Also, many security products do not scan the Linux cron system. Sansec claims to have seen multiple cases where CronRAT helped attackers inject the Magecart payment skimmer into the server-side code of e-commerce platforms.
The attackers used a novel approach to hide the Magecart malware in the Linux calendar system on the invalid date of February 31st. Dubbed his CronRAT by a Sansec cybersecurity researcher, the malware was spotted on multiple online stores just before the Black Friday online shopping frenzy. “CronRAT’s main function is to hide in the Linux server’s calendar subsystem (“Cron”) on nonexistent days. That way it won’t attract the attention of the server admin.
On startup, the malware connects to its control server through another “exotic feature” in the Linux kernel that allows TCP communication through files. It then performs multiple actions to create a persistent backdoor to the compromised server, essentially allowing the CronRAT operator to execute arbitrary code on the server.
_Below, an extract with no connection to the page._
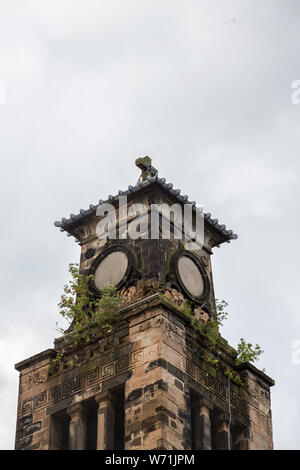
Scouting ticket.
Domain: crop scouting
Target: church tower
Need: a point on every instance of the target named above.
(156, 381)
Sansec explains that the attackers are taking advantage of the fact that the Linux cron system can schedule tasks on any date, as long as it’s in a valid format. Attackers use this “feature” to insert her CronRAT on invalid dates. Researchers note that CronRAT hides a “sophisticated bash program”. The program uses various techniques such as self-destruction, timing adjustments, and custom binary protocols to communicate with an externally controlled server to do its malicious business without frightening the administrator.
“Digital skimming is moving from the browser to the server, and this is another example. Most online stores only implement browser-based defenses, and criminals exploit unprotected backends. Security professionals need to seriously consider the entire attack surface,” said Willem de Groot, director of threat research at Sansec.